- IATA: BRA; ICAO: SBNR; LID: BA0011;

Summary
- Airport type: Public
- Serves: Barreiras
- Time zone: BRT (UTC−03:00)
- Elevation AMSL: 747 m (2,451 ft)
- Coordinates: 12°04′45″S 045°00′34″W﻿ / ﻿12.07917°S 45.00944°W

Map
- BRA Location in Brazil

Runways
| Direction | Length |  | Surface |
| m | ft |
| 08/26 | 1,600 | 5,249 | Asphalt |
- Sources: ANAC, DECEA

= Barreiras Airport =

Dom Ricardo Weberberger Airport is the airport serving Barreiras, Brazil.

==History==
The airport was commissioned in 1940 and served as a strategic technical stop on the route Rio de Janeiro-Miami, enabling faster flights as compared with the ones operated via the coast.
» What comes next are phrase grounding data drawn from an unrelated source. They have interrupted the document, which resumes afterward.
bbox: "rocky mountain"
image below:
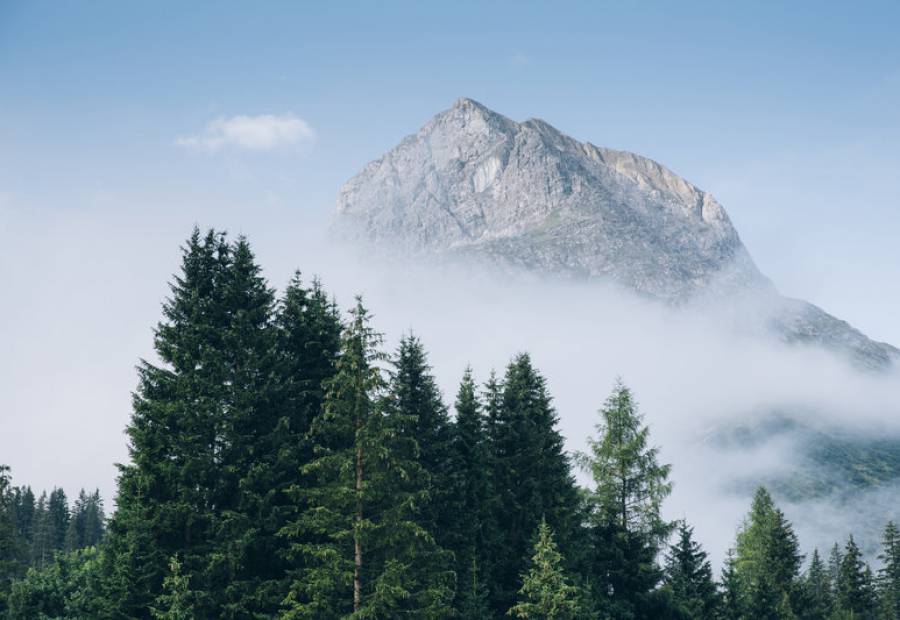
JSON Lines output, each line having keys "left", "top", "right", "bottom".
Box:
{"left": 334, "top": 97, "right": 898, "bottom": 369}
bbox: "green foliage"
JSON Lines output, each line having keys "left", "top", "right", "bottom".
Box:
{"left": 281, "top": 300, "right": 454, "bottom": 619}
{"left": 6, "top": 546, "right": 107, "bottom": 619}
{"left": 508, "top": 519, "right": 581, "bottom": 620}
{"left": 877, "top": 521, "right": 900, "bottom": 620}
{"left": 151, "top": 555, "right": 195, "bottom": 620}
{"left": 834, "top": 535, "right": 876, "bottom": 618}
{"left": 487, "top": 354, "right": 582, "bottom": 615}
{"left": 731, "top": 487, "right": 802, "bottom": 619}
{"left": 663, "top": 522, "right": 719, "bottom": 619}
{"left": 447, "top": 368, "right": 494, "bottom": 618}
{"left": 799, "top": 548, "right": 833, "bottom": 620}
{"left": 577, "top": 380, "right": 673, "bottom": 619}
Furthermore, because of the existence of a river and a railway, fuel was easily transported to the site. During World War II the airport became a United States Air Force Base but after 1945 it returned to its original civil vocation.

==Airlines and destinations==

| Airlines | Destinations |
|---|---|
| Azul Brazilian Airlines | Belo Horizonte–Confins, Salvador da Bahia |

==Access==
The airport is located 14 km from downtown Barreiras.